I found Christine a little boring; I think biopics can often be a bit duff, being reliant on real life for their plots, and, in this case, the subject was only interesting on account of one final act. I sympathized with her during her descent into mental illness, but beyond that I didn’t think the film was really saying anything other than: isn’t it sad that this person killed herself live on television. Unfortunately for Christine, as significant and important as she thought the work she was doing was, it wasn’t either of these things. She was a hack. One particular criticism of the movie was I didn’t understand why they went to the hospital after the attempt (obviously I understand why they attempted to revive her in real life) when the attempt was such a natural ending point. The subsequent scenes, which suggested, I think speciously, that the reason she killed herself was that, unlike the other characters, she had no coping mechanisms, added nothing to the story.

Serendipitously, Birdman also featured a public suicide attempt. I enjoyed this film a lot; I thought the story unwound in an increasingly ominous way right until the ambiguous ending. Unlike Christine, the Michael Keaton character was unsuccessful in his public suicide attempt. I enjoyed the moments he spent on stage before pulling the trigger. At this point, he has the loaded gun, and he isn’t wearing the blood-bag. I thought: what if he changes his mind? Does he still shoot himself rather than risk ruining opening night? Perhaps that is what happened, as that would explain why he shot himself in the nose rather than through the brain. I would suggest that anyone considering suicide gives themselves an easier opt-out than this.

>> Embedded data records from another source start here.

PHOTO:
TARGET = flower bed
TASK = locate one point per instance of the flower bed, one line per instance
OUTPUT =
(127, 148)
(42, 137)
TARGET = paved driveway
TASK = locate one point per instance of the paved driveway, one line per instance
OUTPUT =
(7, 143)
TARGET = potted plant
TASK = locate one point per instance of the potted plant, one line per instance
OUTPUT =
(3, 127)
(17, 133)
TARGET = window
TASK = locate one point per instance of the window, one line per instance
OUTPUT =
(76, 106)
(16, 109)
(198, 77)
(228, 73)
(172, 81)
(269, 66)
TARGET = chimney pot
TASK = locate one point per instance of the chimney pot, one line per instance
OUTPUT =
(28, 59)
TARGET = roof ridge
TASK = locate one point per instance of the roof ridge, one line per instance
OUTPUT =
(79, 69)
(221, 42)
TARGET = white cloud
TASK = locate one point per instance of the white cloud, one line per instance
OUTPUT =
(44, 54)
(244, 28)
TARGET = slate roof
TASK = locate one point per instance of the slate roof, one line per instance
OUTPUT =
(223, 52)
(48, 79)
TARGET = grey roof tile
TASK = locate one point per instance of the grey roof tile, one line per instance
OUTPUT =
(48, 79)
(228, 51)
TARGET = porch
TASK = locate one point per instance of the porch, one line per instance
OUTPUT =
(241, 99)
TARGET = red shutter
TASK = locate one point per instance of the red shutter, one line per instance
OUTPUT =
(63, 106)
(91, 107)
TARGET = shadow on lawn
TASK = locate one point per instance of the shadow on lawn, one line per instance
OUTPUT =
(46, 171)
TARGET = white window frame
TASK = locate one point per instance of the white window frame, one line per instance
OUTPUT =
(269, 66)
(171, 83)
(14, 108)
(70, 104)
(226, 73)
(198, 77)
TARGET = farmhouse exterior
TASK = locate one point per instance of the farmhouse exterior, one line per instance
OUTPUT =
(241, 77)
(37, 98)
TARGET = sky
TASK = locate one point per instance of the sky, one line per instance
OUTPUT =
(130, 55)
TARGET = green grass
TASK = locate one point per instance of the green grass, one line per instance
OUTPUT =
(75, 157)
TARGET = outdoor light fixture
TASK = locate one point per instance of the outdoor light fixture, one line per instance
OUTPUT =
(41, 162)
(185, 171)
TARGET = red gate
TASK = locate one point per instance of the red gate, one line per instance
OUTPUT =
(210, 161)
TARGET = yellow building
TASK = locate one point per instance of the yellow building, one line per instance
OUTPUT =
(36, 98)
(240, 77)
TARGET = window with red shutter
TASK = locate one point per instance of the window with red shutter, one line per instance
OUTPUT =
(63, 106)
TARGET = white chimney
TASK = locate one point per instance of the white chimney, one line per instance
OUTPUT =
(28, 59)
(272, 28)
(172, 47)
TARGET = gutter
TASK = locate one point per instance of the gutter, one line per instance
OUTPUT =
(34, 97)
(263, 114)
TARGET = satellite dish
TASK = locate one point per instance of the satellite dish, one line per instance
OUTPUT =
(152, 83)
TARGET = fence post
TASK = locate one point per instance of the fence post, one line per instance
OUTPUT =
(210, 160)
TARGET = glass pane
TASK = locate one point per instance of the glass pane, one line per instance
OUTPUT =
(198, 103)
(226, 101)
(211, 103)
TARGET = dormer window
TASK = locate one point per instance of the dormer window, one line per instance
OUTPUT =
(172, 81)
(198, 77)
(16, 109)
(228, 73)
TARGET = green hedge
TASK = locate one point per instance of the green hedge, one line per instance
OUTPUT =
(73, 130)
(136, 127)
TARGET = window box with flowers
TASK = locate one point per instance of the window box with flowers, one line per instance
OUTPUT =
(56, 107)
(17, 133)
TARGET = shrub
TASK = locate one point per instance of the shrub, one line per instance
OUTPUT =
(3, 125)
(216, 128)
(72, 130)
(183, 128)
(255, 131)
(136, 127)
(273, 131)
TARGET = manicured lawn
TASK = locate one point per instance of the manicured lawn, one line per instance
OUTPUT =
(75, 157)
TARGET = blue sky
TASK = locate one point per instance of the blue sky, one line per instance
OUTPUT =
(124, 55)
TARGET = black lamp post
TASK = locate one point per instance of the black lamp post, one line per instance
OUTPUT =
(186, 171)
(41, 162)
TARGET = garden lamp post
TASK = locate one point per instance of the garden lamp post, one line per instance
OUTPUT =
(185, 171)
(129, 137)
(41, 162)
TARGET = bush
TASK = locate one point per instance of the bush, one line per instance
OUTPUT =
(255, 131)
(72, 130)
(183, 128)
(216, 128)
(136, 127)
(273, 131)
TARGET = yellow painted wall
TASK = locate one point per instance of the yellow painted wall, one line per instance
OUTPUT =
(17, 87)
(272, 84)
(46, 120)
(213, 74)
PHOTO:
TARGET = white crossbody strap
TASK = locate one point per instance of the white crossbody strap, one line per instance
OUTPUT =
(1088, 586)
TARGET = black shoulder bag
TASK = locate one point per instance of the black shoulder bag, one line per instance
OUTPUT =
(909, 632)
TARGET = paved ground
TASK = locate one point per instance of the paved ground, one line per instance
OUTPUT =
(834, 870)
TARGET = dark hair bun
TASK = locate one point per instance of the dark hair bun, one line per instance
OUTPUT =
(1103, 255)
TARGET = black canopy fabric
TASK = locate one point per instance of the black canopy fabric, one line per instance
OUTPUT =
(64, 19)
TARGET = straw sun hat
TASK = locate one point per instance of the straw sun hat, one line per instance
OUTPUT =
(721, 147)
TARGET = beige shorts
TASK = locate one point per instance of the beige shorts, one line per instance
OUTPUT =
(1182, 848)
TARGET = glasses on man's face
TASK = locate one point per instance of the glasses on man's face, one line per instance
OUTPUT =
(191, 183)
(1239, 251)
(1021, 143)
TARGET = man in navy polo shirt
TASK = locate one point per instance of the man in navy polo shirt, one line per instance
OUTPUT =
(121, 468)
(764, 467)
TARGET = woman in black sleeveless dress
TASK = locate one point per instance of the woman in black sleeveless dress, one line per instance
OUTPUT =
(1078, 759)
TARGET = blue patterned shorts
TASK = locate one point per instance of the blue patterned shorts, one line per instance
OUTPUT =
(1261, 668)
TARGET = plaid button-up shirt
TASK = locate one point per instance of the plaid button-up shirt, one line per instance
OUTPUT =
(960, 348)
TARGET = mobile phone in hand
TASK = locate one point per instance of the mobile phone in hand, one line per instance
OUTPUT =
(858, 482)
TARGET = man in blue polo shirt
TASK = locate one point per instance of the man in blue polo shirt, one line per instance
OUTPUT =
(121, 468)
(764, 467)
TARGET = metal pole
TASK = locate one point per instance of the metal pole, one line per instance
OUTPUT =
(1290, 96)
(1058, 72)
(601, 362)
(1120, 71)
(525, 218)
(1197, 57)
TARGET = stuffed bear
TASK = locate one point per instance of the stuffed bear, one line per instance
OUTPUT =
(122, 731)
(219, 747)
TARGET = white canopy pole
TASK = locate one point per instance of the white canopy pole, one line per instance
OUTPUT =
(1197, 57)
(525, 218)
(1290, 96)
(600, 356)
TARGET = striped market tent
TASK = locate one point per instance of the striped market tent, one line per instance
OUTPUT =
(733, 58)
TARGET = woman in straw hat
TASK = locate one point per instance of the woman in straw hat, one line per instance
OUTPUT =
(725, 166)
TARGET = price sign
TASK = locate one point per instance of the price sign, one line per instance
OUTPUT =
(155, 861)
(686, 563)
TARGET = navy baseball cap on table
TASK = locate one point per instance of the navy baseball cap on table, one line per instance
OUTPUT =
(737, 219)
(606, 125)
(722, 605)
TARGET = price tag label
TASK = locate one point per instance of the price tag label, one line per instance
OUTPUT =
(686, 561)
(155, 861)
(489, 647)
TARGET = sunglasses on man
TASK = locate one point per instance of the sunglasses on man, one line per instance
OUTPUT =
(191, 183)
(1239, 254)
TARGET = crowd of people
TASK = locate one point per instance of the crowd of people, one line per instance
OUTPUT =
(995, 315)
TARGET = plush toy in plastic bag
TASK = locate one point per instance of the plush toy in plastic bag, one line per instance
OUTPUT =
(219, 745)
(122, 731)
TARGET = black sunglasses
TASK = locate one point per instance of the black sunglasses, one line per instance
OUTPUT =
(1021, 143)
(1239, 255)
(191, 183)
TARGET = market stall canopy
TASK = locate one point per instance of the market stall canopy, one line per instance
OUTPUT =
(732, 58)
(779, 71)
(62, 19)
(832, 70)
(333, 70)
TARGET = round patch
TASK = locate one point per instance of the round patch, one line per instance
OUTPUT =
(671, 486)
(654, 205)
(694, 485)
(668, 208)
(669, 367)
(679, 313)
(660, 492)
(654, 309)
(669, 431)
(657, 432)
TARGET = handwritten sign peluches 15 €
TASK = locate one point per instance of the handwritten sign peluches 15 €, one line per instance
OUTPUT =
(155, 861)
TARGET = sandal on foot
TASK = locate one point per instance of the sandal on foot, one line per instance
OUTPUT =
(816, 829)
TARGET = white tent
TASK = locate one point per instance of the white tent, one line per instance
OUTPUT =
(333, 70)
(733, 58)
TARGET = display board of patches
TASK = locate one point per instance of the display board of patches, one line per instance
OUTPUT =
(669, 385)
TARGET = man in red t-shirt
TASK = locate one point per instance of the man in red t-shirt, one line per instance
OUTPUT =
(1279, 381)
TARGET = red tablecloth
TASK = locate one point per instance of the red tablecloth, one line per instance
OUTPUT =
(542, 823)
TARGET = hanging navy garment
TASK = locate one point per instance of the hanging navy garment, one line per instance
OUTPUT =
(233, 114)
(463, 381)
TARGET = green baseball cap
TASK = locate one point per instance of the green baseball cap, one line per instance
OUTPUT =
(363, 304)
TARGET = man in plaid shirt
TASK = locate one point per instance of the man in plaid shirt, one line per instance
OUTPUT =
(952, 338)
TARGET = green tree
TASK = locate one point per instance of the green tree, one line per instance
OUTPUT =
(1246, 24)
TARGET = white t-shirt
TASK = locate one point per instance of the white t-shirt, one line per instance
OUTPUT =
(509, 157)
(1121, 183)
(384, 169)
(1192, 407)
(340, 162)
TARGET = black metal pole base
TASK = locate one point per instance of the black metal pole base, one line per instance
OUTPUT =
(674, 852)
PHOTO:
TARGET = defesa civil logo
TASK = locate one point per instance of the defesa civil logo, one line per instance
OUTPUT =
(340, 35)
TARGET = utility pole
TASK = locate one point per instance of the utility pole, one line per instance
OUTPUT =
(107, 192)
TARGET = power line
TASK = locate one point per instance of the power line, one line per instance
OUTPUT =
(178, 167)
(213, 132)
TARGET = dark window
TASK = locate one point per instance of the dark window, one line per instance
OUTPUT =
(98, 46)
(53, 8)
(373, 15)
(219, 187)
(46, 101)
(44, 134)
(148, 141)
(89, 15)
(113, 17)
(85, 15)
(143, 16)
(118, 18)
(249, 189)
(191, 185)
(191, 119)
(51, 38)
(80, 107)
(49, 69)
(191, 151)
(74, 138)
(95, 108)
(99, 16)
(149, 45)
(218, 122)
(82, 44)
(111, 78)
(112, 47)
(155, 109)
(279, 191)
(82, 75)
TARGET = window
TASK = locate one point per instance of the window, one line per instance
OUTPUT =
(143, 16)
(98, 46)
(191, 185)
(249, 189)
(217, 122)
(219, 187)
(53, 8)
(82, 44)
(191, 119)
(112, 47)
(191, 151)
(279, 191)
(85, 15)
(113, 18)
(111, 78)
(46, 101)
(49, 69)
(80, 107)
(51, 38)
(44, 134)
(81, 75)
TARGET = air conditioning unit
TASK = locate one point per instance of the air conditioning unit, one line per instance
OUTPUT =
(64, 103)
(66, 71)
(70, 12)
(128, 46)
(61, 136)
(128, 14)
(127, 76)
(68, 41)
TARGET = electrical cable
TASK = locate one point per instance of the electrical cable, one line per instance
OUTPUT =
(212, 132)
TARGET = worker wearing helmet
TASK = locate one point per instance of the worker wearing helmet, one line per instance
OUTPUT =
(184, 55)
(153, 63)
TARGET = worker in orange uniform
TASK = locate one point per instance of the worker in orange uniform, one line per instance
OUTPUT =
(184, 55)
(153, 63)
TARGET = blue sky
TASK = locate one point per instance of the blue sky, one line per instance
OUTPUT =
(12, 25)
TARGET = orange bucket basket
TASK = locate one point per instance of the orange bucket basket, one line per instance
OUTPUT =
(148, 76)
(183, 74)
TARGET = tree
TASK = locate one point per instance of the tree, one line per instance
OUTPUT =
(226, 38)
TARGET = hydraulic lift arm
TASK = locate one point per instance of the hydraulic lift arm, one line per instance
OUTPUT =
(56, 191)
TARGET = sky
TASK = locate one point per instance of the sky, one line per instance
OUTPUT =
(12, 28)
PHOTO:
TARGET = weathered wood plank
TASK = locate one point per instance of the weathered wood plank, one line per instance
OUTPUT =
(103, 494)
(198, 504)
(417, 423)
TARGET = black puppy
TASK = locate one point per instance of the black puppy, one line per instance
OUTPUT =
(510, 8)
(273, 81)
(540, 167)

And now to Trainspotting. I had watched the original on DVD a few days before seeing the new one at the Grosvenor, and enjoyed it thoroughly. It is a film that just works. The surrealist scenes do not disturb its realism. It is funny, entertaining; it is unforced. The music is great, the sets and costumes are superb (and remember, nobody dressed like that in the mid-90s.) The sequel disappointed on every level. It consciously self-referential, lacking in plot, unrealistic in a pointless way, and, while not quite boring, lacking any of the quirkiness of the original. The Begbie character, probably the weakest link in the original, dominates the latter half of the movie, and it becomes a substandard action/horror movie. And the funny bits aren’t funny. Basically, if this wasn’t Trainspotting, it would be straight to Netflix, or whatever happens to duds now that Woolworths is not extant.

I also finished reading Nutshell by Iain McEwan, which I enjoyed thoroughly. I am not generally into babies etc, but this was one charming foetus, and I was pleased to learn that the unborn consciously want their mothers to consume alcohol during the third trimester.

Other than this, I have been listening to an audiobook of the Magus, skipping my weekend cycle due to my cold (probably a good one to miss due to icy winds), spring cleaning the flat, and I have been recoiling in horror on a minute by minute basis as twitter bombards me with news of Trump and Brexit.  I also note with trepidation rising support for Scottish nationalism, and I wonder if there will ever be a time again when I can predict with any certainty who will rule me in one year’s time and how their power will be justified. It is not that I am necessarily opposed to Scotland being asked again the independence question, but I think we all need a great deep breath first.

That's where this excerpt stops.